Distributor wasn't available
Incident Report for Mews
Postmortem

Cause

Our web products code is structured in a way that allows us easily to share a lot of common code in between them. However, this setup means that any change in the shared code has to trigger a new version release of any dependent product too, which was exactly this case.

The offending code initially consisted of a change in Commander and rather small addition of new code into one of our shared modules. The addition triggered also a new version release in Distributor, however when processed by the build configuration of Distributor, it introduced a fatal error into its startup code (concretely error lied in code minifier removing a specific function name, which was however relied upon by rest of the code).

Because of how the development task was originally tied to Commander, the Distributor issue was quite unfortunetaly missed by our QA team and slipped to production unnoticed.

Solution

  • Re-enable automatic end-to-end tests during build. Such a complete failure of Distributor could have been prevented by them. We already have automatic end-to-end tests in place, however they're not currently runned because of technical issue (they cause our build server to hang, i.e. it waits forever for those tests to be reported as finished). The issue has already been identified, but the fix consists of multiple changes in our configurations in multiple steps, and has not been finished yet. The priority has been increased and the tests will be reenabled as soon as possible.

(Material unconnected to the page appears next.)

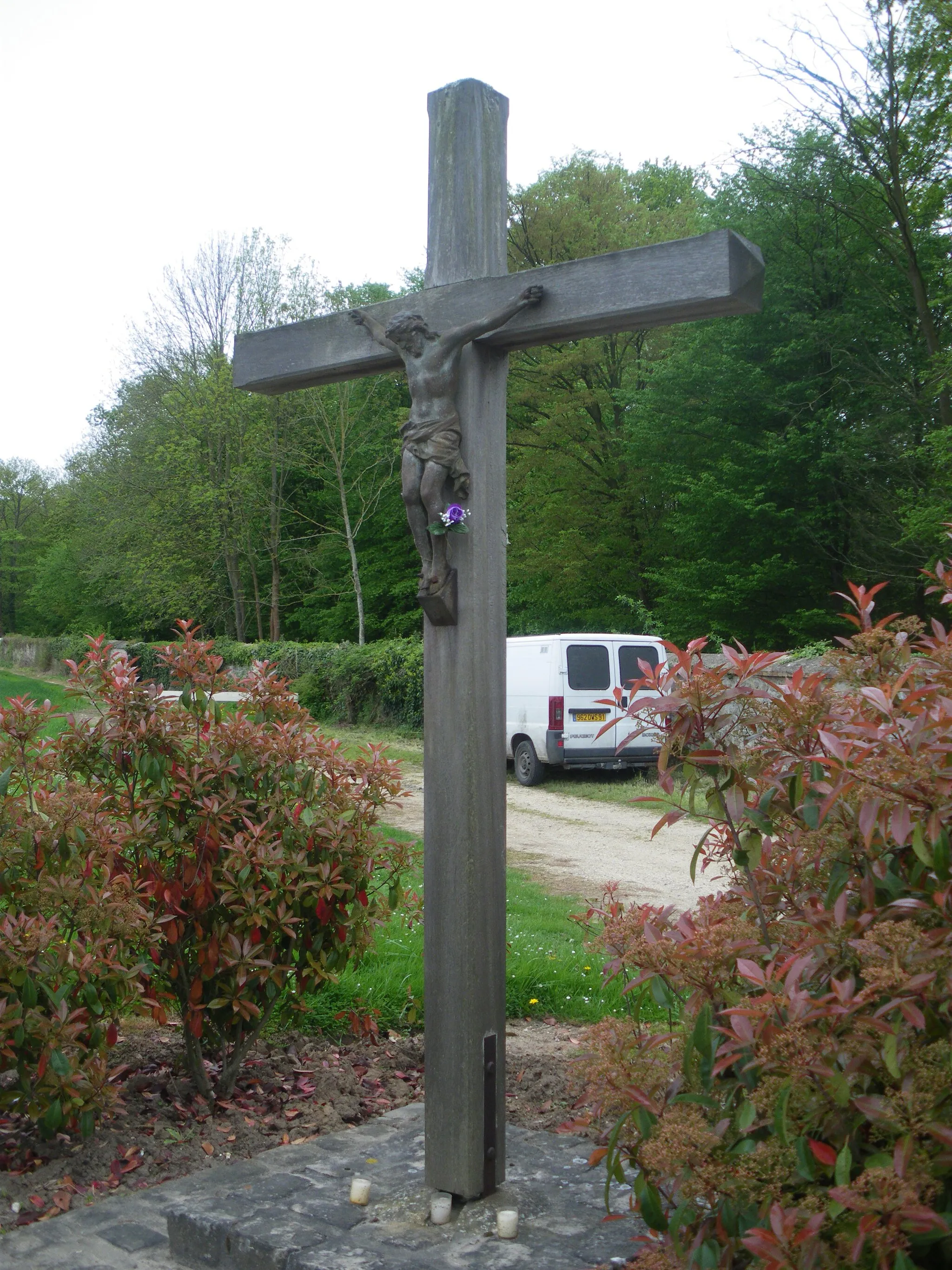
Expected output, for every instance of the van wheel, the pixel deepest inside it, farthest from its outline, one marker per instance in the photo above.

  • Set up automatic notifier about which products will be released by a concrete code. We already identify all affected products during a build of the code and we can easily propagate this information back to our QA team so that they can ensure neither of affected product is broken before it's released to production.

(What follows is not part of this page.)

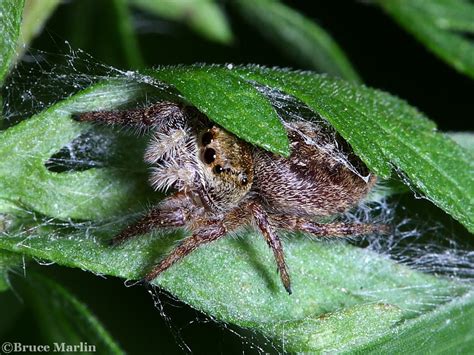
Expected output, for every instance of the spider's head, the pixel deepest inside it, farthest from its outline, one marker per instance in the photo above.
(227, 167)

  • Research possibilities of automatic notification of fatal failures. Because of how the error was introduced in a Distributor startup code, none of regular error reporting was initialized yet and thus couldn't reported back to us. This has prolonged the reaction time unnecessarily and we believe it could be mitigated in a future.

  • Write down a guide to the process of resolving fatal errors in production. Thanks to recent improvements in our deployment configuration, it is possible for us to revert to previous version of application in matter of seconds, and thus making the time to fix after identification effectively instant. Unfortunetaly, this was not the case and fix was deployed by regular means, i.e. by producing a new version with the offending code removed, which additionally prolonged the time to fix. By making the knowledge more exposed as part of written down process, it will hopefully be used next time to stretch down the time to fix.

Posted May 21, 2019 - 10:34 CEST

Resolved
Approximately at 11:45 CET we have deployed a code that introduced a fatal error in Distributor, preventing it from loading.

The issue was identified immediately after and steps were taken to remove the offending code from production. The fix had been deployed at approximately 13:30 CET.
Posted May 20, 2019 - 11:45 CEST